2021 CVPR 2022

High-Resolution Image Synthesis with Latent Diffusion Models

Rombach, Blattmann, Lorenz, Esser, Ommer

TL;DR
Run the diffusion denoising process in the compressed latent space of a pretrained autoencoder instead of in pixel space. Cuts compute by an order of magnitude and enables text-to-image at home.

What it says

Pixel-space diffusion is expensive because every denoising step operates on the full image resolution. The authors train a VAE that encodes an image into a small latent (e.g. 64x64x4 for a 512x512 input) and run the diffusion model there, conditioning on text via cross-attention from a frozen text encoder. A decoder upsamples the denoised latent back to pixels at the end.

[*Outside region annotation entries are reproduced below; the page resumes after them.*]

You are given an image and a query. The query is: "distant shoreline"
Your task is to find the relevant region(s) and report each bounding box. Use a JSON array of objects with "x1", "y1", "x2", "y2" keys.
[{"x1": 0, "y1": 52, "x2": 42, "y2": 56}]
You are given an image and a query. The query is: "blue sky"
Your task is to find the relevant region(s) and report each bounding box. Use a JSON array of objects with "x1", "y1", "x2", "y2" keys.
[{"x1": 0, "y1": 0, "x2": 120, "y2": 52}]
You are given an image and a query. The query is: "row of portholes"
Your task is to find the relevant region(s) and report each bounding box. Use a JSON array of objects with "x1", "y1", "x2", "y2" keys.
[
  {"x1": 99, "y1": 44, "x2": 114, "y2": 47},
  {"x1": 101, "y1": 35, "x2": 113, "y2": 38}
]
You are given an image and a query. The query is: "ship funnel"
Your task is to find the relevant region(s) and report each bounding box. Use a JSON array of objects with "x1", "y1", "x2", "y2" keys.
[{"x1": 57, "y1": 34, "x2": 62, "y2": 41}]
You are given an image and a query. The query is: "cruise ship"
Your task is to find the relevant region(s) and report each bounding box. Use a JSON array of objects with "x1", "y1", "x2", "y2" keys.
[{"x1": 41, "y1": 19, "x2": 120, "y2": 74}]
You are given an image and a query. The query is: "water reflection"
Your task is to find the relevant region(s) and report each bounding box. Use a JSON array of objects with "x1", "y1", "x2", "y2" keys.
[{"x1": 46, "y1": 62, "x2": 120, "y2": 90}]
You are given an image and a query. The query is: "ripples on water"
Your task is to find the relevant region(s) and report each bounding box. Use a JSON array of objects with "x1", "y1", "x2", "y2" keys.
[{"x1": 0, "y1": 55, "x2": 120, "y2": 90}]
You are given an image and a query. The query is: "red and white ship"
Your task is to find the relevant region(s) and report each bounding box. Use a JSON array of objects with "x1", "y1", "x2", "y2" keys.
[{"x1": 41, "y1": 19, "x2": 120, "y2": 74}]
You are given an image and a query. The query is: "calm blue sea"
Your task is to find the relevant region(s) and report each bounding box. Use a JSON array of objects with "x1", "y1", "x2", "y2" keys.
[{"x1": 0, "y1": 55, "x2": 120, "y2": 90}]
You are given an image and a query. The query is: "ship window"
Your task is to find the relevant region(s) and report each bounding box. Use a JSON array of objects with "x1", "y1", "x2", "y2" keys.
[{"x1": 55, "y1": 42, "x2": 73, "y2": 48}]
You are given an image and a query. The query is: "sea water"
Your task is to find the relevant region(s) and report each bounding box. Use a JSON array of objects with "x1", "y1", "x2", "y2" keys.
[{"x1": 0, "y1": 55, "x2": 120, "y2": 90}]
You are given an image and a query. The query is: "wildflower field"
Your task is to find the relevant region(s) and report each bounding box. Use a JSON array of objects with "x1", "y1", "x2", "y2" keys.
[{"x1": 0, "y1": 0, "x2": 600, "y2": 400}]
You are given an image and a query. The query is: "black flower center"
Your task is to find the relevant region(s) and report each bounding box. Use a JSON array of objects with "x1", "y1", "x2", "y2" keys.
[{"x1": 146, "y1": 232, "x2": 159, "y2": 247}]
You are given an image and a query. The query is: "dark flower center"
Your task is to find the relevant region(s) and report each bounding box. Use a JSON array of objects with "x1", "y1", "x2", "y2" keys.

The result — Stable Diffusion — generates high-quality 512x512 images on a single consumer GPU.

Why it matters

This paper is the reason text-to-image went from “expensive research demo” to “anyone can run it”. The model weights were released openly, which spawned an enormous ecosystem: LoRA fine-tunes, ControlNet, SDXL, image editing workflows, ComfyUI. Latent diffusion is also the foundation of most modern video generation models.

  • DDPM (Ho et al, 2020) — the diffusion paper this builds on.
  • SDXL (Podell et al, 2023) — the bigger and better follow-up.
  • ControlNet (Zhang et al, 2023) — conditioning on edges, depth, poses.